Preweaned calves raised in group pens at Level-Vu Acres
When Mike and Tim Wettstein of Level-Vu Acres in Cambellsport, Wisconsin, built a new freestall barn for their heifers a few years ago, they had an opportunity to experiment with a new system to raise their preweaned calves and young heifers. The result is group housing that is easier to clean and manage.
Mike and Tim have farmed in partnership since taking over the farm from their parents in 2005. They milk about 120 cows. Previously, they raised their preweaned calves in individual pens in a hoop barn and one of the biggest challenges was that cleaning and bedding the individual pens was labor-intensive. When they moved the older heifers to the new barn, they started moving the younger calves into the group pens. They soon discovered they could maintain calf health and performance in the group pens while also making the process of cleaning and bedding much faster.
After birth, the calves are moved into warmers and then individual pens in the farm’s old dairy barn. They will stay in those pens for a couple of days during the summer and up to a week in the winter.
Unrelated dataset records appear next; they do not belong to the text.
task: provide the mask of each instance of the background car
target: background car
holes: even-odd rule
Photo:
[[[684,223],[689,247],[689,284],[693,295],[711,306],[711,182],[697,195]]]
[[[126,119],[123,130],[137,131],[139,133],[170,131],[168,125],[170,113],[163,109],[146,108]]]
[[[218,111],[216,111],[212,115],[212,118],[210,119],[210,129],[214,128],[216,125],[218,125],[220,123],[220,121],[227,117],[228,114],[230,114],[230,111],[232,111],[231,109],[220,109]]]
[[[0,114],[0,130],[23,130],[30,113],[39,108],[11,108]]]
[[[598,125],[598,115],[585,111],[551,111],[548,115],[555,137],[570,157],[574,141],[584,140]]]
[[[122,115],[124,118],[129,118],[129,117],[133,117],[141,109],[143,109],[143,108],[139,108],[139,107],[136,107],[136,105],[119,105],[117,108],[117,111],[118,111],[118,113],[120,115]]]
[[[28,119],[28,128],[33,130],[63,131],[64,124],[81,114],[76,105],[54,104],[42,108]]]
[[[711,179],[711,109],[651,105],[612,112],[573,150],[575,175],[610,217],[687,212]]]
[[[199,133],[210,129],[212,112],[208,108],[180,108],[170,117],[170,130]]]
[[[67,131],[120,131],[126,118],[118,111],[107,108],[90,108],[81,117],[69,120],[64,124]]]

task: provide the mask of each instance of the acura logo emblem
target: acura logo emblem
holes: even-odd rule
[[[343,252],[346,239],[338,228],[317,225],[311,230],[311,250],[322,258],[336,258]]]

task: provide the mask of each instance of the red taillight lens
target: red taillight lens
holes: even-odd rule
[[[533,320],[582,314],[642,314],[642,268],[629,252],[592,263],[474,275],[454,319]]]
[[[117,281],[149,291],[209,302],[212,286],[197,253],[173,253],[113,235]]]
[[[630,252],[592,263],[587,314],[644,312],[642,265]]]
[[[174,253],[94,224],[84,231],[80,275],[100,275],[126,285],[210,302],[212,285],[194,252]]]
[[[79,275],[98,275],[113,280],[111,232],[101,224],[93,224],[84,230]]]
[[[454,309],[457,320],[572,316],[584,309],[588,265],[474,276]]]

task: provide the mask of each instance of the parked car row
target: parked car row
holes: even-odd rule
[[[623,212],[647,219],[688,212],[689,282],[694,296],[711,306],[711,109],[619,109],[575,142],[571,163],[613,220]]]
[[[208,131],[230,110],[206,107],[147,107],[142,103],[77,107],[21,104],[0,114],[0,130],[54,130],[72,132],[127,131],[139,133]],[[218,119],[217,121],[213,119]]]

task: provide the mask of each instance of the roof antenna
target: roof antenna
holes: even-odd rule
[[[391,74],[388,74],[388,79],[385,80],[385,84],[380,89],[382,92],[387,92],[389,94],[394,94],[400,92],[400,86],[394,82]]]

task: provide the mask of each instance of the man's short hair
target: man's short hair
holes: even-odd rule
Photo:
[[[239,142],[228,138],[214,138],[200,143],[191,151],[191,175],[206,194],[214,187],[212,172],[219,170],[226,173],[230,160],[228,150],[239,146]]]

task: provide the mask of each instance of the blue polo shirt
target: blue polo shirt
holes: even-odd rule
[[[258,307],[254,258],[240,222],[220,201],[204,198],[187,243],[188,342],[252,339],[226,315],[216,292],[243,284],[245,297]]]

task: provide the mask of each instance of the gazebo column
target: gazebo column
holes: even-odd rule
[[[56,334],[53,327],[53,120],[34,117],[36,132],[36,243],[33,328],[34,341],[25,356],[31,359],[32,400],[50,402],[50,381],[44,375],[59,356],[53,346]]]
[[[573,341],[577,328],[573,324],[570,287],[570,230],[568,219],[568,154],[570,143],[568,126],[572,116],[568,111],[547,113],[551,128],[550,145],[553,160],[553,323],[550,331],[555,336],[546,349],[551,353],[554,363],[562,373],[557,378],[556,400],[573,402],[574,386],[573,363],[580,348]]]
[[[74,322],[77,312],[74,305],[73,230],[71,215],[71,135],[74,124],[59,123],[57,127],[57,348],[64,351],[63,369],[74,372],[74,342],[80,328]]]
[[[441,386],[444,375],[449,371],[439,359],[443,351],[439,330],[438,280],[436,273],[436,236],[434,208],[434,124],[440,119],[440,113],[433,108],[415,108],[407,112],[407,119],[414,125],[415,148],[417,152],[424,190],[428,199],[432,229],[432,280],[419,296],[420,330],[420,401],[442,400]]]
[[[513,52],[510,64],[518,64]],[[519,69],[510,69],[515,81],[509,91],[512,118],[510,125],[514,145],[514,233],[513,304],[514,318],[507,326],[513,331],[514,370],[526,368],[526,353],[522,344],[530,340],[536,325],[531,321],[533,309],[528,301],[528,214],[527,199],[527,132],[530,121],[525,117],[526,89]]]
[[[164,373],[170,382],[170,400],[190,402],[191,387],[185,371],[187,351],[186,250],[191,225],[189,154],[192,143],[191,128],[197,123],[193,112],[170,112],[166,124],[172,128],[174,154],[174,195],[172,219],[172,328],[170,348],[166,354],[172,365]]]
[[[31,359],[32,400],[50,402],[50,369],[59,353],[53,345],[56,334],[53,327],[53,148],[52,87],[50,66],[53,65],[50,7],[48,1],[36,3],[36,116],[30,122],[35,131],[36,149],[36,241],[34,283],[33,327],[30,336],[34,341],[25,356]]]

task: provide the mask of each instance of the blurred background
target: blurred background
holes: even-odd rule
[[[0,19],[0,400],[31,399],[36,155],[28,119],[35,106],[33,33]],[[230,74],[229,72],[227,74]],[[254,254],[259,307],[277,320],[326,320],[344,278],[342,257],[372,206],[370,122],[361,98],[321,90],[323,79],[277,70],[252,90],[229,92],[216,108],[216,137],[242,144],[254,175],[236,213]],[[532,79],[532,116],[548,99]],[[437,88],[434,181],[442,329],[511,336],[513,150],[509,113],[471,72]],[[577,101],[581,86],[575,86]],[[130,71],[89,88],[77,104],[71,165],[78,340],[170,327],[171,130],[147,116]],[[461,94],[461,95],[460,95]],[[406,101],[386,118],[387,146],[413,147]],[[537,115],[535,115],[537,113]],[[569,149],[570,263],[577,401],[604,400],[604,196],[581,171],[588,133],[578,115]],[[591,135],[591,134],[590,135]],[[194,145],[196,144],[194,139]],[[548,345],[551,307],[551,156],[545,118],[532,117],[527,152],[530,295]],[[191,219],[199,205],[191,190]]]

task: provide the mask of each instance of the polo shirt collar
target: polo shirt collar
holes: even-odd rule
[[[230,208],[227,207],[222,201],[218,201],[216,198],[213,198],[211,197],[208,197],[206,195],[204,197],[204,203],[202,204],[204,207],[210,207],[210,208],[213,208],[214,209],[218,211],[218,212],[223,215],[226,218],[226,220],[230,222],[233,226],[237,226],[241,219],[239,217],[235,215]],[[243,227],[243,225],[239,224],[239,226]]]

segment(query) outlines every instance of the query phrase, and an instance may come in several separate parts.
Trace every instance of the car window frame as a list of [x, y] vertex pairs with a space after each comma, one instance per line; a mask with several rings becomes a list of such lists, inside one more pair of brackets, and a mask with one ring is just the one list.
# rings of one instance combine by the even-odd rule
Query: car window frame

The newborn calf receives 6 quarts of its dam’s colostrum soon after birth. The next day, it’s fed 2 quarts twice daily of Vita Plus Talon, a 25/25 milk replacer.
The calves are introduced to the group pens in pairs. Group size is usually four calves per pen. After five days to one week, the calves are bumped up to 3 quarts of milk replacer for the rest of the preweaned period. They are fed from bottles for the first two to three weeks before transitioning to buckets. After about a week, they are introduced to a texturized starter with 18% protein. The calves are trained to consume both their liquid and dry feeds through slant bars.
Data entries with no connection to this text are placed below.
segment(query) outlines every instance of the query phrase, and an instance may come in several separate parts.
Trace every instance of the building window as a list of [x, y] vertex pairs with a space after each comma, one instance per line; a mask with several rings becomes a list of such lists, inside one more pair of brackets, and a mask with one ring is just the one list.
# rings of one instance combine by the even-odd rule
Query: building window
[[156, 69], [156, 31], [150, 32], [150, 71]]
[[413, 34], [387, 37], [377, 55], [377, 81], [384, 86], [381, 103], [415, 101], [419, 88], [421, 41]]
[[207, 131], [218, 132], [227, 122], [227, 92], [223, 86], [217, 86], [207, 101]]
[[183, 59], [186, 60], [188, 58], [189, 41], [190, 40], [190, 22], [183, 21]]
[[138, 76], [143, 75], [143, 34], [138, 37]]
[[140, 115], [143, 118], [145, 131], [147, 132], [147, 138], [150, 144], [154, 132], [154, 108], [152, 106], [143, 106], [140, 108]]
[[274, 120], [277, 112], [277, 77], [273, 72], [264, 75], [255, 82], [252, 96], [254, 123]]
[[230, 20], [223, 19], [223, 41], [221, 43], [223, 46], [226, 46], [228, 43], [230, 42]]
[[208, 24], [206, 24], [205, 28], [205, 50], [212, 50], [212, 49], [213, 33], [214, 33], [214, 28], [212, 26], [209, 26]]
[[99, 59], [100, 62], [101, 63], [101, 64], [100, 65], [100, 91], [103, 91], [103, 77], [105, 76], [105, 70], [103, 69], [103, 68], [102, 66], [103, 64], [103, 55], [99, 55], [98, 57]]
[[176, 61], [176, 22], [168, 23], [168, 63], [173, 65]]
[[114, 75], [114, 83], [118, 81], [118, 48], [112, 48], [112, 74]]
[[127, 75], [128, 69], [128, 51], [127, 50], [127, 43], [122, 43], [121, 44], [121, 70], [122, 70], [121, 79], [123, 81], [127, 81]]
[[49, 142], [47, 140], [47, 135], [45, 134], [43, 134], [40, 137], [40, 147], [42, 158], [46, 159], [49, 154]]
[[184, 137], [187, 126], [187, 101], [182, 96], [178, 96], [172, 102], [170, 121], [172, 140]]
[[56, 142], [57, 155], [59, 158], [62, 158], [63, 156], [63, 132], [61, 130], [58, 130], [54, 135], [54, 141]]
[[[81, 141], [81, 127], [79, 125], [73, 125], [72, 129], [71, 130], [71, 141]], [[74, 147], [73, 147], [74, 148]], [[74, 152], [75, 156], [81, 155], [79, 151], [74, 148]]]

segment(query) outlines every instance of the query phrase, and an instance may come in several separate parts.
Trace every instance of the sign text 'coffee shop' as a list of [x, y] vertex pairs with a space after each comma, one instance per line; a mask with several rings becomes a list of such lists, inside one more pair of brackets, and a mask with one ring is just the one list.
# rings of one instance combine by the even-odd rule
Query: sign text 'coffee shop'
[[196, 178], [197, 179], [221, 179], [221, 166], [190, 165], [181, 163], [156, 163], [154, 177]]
At seven weeks of age, the calves are weaned with one milk feeding for a week. After weaning, they are introduced to a small amount of hay; forage is introduced at three months of age. They will remain in the same barn until they reach about four months of age. They’ll continue receiving the same starter grain and forage until they are six months old.
The colostrum feeding is the biggest contributor to the success of their calf program, according to Mike. After that, the most important thing is to provide a clean and dry environment with good air quality. To meet that goal, the group pens are scraped out and rebedded weekly. The Wettsteins use a sawdust base with a thick layer of straw on top. For the weaned heifers, they will sometimes use soybean stubble over the sawdust.
The Wettsteins use the barn’s curtains to manage the air quality. On days when it’s about 50 degrees F, they will lift the bottoms of the curtains slightly to allow fresh air to enter at the calf level without chilling the calves. With this system, they rarely need to treat calves for respiratory disease. They have considered adding a fan to the barn for greater air movement.
Mike said he doesn’t foresee major changes to the farm’s calf and heifer program. In recent years, they have dialed in their calf numbers to raise only the heifers they need as replacements. They also have started experimenting with breeding their older cows to Angus bulls. For now, the goal is using their facilities to raise healthy calves in a way that is efficient in terms of both time and labor.